J’ai recueilli d’abord cette histoire pendant 6 mois. Mon témoin me racontait son vécu en kabyle, et moi je devais prendre des notes en français sur un bloc-note. Puis je me suis miseau véritable travail. La saisie et la narration. C’était mon premier roman, je l’ai écrit à la première personne du singulier «  je ». J’ai laissé mon personnage s’exprimer tout au long du livre. Parfois ma propre voix figurait. Mais je ne voulais pas étouffer celle de Mira, mon personnage principal. J’ai fini la rédaction de ce roman en 2009, mais j’ai dû le revoir et le réécrire en 2013 quand j’ai enfin trouvé un éditeur.

Quelle(s) difficulté(s) avez-vous rencontré pendant l’écriture de ce livre ? Comment les avez-vous surmontées ?
Il n’est facile de recueillir une histoire en une langue et de l’écrire avec une autre langue. Mirame racontait en kabyle, je devais rapporter les faits en français. Certaines expressions ne se traduisaient pas. Puis j’ai hésité sur le style à adopter, les temps à utiliser et les voix à mettre en avant ; la mienne ou celle de Mira. S’ajoutait à cela le va et vient chez cette dame. J’ai partagé mon année 2006 entre mes études à l’université, la création d’un club littéraire et les multiples rencontres avec Mira. Au début, je n’arrivais pas à gérer toutes ces fonctions, vue la surcharge des cours et les tâches au club car j’étais la présidente. Mais avec le temps, j’ai pu m’organiser. C’était la plus belle période ma vie. Car j’aimais ce rythme et cette belle aventure.

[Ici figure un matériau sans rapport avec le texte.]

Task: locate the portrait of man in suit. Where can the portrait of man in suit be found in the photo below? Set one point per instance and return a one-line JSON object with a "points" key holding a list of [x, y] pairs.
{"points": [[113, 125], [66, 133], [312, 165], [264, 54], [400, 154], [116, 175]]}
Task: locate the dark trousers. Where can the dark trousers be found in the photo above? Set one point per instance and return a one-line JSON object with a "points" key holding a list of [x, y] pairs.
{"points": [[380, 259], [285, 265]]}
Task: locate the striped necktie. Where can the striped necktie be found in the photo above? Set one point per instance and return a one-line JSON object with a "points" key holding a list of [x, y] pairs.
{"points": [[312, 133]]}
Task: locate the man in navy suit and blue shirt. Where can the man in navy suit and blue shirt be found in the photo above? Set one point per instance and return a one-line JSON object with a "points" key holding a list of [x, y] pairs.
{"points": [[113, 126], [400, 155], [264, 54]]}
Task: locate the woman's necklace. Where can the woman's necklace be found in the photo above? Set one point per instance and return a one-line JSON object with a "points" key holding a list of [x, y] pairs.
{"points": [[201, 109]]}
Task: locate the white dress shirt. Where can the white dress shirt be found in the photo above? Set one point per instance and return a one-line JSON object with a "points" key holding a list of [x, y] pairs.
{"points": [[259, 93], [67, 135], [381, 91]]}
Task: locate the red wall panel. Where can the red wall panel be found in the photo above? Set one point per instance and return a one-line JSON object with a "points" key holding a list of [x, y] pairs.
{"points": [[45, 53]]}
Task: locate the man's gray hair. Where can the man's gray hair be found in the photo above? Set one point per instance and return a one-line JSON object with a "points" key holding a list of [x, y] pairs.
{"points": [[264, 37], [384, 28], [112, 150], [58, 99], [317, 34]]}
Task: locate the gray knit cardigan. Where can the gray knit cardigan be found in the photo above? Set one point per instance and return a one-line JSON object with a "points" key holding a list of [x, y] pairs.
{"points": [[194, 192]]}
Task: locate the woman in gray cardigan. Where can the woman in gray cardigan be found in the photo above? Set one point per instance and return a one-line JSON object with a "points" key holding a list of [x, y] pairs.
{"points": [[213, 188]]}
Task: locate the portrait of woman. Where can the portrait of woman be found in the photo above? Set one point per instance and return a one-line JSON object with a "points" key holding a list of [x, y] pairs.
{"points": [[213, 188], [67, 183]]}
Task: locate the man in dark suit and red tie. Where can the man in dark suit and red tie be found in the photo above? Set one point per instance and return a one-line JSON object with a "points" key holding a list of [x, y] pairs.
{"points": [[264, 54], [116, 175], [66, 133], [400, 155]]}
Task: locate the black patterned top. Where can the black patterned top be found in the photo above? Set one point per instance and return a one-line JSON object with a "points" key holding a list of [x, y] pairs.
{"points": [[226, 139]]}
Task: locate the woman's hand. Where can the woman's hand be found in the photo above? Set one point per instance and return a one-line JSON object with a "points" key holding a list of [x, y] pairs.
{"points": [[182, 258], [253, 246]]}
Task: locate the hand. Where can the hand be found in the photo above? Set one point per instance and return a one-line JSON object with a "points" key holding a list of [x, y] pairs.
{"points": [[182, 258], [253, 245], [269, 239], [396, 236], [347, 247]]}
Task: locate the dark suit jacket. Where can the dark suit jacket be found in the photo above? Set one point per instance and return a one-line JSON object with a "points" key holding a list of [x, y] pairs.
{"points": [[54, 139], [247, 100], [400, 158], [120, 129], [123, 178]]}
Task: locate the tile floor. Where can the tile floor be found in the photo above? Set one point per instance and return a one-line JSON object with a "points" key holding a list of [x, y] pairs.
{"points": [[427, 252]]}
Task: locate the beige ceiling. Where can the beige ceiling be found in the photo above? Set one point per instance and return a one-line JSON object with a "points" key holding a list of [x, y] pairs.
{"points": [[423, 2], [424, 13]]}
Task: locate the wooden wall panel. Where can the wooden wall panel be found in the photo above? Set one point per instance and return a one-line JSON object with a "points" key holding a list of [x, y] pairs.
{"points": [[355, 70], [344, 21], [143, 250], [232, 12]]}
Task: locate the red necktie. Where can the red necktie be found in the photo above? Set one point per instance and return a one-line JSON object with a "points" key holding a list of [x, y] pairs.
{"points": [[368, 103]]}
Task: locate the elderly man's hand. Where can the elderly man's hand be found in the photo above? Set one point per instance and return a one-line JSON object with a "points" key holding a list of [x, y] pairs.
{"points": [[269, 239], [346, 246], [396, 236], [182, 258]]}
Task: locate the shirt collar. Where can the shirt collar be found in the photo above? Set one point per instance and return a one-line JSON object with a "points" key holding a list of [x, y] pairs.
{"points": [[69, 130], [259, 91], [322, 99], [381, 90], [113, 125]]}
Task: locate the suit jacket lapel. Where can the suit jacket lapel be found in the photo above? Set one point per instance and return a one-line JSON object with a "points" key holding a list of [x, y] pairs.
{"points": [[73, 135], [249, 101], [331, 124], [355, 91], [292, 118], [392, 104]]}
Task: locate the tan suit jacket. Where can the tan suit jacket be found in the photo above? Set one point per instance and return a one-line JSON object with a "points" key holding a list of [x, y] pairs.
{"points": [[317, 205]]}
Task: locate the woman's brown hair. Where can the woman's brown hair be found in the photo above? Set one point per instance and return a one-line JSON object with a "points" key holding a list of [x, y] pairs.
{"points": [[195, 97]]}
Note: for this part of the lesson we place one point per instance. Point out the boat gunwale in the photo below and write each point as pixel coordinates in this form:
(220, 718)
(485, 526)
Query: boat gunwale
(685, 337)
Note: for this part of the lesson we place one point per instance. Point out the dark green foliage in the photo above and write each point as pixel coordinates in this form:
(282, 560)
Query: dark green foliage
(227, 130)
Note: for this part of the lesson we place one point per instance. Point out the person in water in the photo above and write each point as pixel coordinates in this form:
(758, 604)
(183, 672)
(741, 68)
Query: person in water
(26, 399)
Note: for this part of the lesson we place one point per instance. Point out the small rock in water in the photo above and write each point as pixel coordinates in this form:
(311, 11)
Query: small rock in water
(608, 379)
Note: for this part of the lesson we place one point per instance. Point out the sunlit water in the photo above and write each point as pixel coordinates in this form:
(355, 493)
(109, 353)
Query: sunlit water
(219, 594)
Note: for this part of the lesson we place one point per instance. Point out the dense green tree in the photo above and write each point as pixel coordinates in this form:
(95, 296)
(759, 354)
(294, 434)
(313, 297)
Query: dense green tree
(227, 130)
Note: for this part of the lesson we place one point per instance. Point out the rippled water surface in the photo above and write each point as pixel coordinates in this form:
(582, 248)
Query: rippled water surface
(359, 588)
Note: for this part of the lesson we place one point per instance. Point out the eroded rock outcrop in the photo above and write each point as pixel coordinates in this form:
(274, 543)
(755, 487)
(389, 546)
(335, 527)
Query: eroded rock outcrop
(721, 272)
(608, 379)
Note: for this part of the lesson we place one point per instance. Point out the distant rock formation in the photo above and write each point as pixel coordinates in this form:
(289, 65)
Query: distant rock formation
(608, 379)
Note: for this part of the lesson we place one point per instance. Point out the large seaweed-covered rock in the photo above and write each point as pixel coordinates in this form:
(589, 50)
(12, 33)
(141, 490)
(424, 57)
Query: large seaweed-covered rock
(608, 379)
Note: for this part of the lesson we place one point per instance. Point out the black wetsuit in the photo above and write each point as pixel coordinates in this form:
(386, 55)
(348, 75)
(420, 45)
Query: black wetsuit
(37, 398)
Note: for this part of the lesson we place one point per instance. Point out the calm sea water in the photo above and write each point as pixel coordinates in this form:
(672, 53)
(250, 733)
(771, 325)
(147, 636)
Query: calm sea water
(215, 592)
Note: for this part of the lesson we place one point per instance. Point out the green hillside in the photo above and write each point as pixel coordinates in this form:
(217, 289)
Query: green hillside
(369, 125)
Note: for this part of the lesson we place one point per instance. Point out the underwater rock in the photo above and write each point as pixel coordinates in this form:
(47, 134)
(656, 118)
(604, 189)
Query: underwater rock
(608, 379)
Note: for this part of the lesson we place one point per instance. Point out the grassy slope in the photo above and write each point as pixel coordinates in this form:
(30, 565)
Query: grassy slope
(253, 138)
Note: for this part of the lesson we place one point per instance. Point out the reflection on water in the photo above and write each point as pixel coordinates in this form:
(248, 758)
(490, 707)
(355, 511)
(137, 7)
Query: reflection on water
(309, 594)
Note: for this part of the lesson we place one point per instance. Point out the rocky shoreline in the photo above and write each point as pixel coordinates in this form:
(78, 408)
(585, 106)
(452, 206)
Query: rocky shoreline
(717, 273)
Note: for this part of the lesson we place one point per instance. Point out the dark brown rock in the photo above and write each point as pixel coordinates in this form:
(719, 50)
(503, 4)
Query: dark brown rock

En l’écrivant, aviez-vous conscience des réactions qu’il pourrait susciter ? Est-ce que cela a influencé votre écriture ?
Ecrire cette histoire était tout d’abord une expérience humaine. Je n’avais que 21 ans et je savais déjà des choses que j’ignorais avant. Je ne pensais pas aux réactions des gens au départ, je ne pensais qu’à cette femme et à la façon de la soulager, car il y avait des moments où elle faisait des crises d’angoisse quand elle se rappelait des événements traumatisants. Donc, mon but initial était de répondre à son désir : écrire son histoire pour qu’elle serve d’exemple et la soulager du poids des événements. Cette histoire m’a ouvert les yeux et a influencé plutôt mon style d’écriture : j’ai décidé d’écrire à la première personne du singulier, afin d’impliquer chaque lecteur dans les histoires que je rapporte. Une façon de créer des liens proches et profonds entre mes personnages et les lecteurs.

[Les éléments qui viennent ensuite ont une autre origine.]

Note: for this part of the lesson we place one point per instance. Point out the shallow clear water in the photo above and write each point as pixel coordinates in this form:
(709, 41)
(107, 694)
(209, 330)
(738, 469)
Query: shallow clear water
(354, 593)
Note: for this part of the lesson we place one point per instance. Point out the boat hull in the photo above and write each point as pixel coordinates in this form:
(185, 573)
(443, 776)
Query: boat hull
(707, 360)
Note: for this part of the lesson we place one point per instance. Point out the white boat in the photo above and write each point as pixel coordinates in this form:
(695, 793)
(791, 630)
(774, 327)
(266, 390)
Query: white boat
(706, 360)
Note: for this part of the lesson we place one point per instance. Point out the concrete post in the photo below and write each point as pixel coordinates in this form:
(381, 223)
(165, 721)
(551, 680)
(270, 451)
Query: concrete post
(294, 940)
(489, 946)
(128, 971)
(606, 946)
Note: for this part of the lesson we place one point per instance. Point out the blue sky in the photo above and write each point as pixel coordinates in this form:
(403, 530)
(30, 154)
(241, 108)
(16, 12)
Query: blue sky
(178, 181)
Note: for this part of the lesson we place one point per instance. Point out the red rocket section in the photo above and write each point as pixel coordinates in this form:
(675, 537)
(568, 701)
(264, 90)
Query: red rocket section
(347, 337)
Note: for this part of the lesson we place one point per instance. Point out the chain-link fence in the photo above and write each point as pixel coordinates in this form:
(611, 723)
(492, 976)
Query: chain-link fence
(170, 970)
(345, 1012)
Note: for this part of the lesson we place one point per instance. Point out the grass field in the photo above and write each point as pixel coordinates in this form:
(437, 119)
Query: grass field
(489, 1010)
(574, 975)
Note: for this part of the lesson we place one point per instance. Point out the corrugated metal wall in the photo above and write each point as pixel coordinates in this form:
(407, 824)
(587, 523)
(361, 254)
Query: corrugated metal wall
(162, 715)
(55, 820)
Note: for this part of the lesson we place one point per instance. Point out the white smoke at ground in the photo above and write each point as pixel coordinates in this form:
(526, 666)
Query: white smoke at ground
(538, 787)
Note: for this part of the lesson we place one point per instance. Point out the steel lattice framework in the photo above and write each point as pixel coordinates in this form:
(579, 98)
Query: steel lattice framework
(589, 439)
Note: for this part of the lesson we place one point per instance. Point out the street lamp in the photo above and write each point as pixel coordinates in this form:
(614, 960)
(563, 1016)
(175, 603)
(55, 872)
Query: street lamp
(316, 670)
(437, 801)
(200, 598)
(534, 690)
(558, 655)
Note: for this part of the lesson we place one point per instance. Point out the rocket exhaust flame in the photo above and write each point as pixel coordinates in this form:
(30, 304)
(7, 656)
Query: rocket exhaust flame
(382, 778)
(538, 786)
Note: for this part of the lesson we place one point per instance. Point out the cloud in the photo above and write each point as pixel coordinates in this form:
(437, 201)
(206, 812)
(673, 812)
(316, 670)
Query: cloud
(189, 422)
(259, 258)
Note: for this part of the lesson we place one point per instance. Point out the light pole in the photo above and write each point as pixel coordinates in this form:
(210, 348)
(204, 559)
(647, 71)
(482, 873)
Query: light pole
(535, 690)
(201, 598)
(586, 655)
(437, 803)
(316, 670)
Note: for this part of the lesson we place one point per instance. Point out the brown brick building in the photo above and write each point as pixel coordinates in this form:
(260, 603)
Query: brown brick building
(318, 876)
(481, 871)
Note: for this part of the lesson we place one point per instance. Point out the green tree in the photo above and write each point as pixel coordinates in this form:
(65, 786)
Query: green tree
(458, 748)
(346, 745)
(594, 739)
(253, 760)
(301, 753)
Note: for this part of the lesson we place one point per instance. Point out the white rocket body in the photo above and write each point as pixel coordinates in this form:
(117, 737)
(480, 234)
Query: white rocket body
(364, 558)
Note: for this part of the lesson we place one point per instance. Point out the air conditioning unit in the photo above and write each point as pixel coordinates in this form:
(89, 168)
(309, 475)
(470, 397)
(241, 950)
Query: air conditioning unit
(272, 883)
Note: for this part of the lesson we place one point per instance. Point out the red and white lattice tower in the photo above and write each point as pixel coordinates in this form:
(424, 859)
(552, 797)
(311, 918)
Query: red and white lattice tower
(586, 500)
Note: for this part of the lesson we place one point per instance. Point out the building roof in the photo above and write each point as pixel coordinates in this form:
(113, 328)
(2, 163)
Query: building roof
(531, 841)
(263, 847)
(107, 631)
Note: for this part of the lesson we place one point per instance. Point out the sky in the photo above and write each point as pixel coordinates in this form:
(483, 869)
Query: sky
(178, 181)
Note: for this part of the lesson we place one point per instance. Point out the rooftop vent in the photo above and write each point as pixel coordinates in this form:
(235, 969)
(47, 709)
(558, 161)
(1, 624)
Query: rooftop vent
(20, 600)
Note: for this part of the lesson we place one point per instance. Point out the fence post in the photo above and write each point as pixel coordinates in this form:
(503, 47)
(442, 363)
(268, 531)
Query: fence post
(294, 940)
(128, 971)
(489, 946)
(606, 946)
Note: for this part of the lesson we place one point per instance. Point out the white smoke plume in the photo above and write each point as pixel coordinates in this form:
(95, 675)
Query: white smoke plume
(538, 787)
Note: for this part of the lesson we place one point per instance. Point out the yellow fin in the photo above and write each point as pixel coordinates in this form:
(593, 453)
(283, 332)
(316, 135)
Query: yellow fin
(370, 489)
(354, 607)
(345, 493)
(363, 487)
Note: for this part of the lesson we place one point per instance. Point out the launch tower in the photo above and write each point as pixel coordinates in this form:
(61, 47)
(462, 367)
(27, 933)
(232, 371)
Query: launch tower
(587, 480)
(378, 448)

Justement, qu’en a pensé votre famille ?
J’ai été encouragée par chaque membre de ma famille. Ils étaient tous fiers et contents de ma démarche. Mes parents et mes sœurs sont mes premiers lecteurs. Ils m’ont soutenue jusqu’au bout et me soutiennent encore. Car ils savent que je suis passionnée par l’écriture.

Qu’est-ce qui vous a donné envie d’écrire ce livre ?
L’histoire en elle-même a mérité d’être connue et transmise. Puis l’injustice m’insupporte, m’irrite et me frustre. Alors j’ai saisi l’écriture comme un moyen dénonciateur et aussi salvateur. Il y’a un message dans ce livre. Un message pour les hommes, pour les femmes et pour les enfants. Un message pour la société et pour les inconscients.

Avez-vous toujours eu envie d’être écrivaine ?
Sincèrement ? J’ai toujours aimé écrire et publier mes textes quand j’avais 16 ans dans le journal Les Nouvelles Confidences. Mais le titre de l’écrivain, je n’y ai jamais pensé. À la base je voulais être journaliste. Une fois à l’université, j’ai découvert de plus près le monde littéraire qui m’a séduite. Et je suis tombée amoureuse passionnément de l’écriture. Et j’ai décidé d’écrire des livres.

Qu’aimez-vous lire ?
Je lis un peu de tout. Mais je suis une fervente de la littérature féminine. Je lis énormément du Mokeddem, du Bouraoui, du Djavann, du Laurens, du Chapsal, du Giroud… et j’aime lire les témoignages. Cela ne m’empêche pas de lire les auteurs masculins, dont les classiques. Je m’apprête beaucoup plus à la littérature contemporaine.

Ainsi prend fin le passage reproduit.